Invece continua, in modo forse estenuante per un non addetto ai lavori. Forse, come diceva Goethe, questo Papa santo che non si risparmia non ha avuto tempo di farla più corta. O forse, com’è più probabile, aveva in mente e di fronte tutto l’apparato teologico e organizzativo della sua Chiesa e la necessità di ricomprenderlo in una (condivisibile) riflessione sistematica ha avuto il sopravvento.
A me piace molto quell’immagine iniziale di Gesù accovacciato in silenzio accanto all’adultera. Un silenzio carico di compassione, privo di giudizi astratti, pieno di futuro.

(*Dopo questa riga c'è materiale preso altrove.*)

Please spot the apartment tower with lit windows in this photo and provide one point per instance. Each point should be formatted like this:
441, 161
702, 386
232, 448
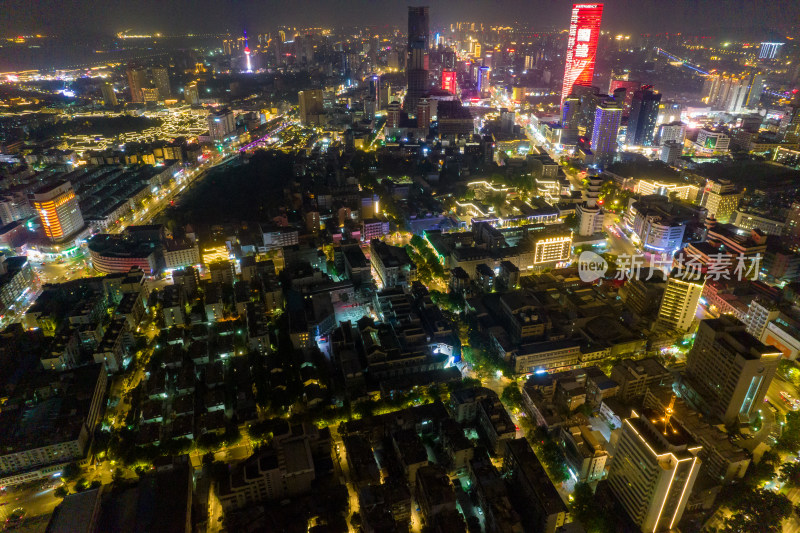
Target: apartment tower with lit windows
655, 466
58, 210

Anche se forse Gesù ha studiato le Scritture nella fase “oscura” della sua vita, nei Vangeli la sua misericordia appare piuttosto come la risposta ad un incontro sconvolgente col divino che era in lui, a partire dal deserto e il battesimo sul Giordano.
Per la sua Chiesa non può essere diversamente. E’ difficile essere misericordiosi se non si è fatta l’esperienza. Tutto il resto cade: la mano tesa buca la coltre stesa da tante parole.
Provo spesso questa dura sensazione: che i riti, la liturgia, i documenti ecclesiali e le omelie si volgano paradossalmente ad inspessire un velo di indifferenza. La Chiesa, i preti e i laici che ne imitano lo stile, sembrano avere questo bisogno irrefrenabile di insegnare, sistematizzare e argomentare il senso delle loro tradizioni, coprendo spesso la voce flebile e magari confusa che chiede aiuto o comprensione, che dubita o dispera, anche dentro noi stessi.
Mi piacerebbe che più spesso ci incontrassimo in silenzio, centellinando le parole, e concedessimo un rispettoso spazio di espressione al fratello, senza turbarci della sua confusione, che è poi la nostra. Che accompagnassimo la nostra compassione con gesti immediati, modesti, accoglienti.
La sua lettera apostolica più feconda Francesco la scrive attraverso gli incontri con la gente umile, i sorrisi, gli abbracci non formali e il suo giudizio è duro solo con i potenti, quelli che hanno in mano le pietre.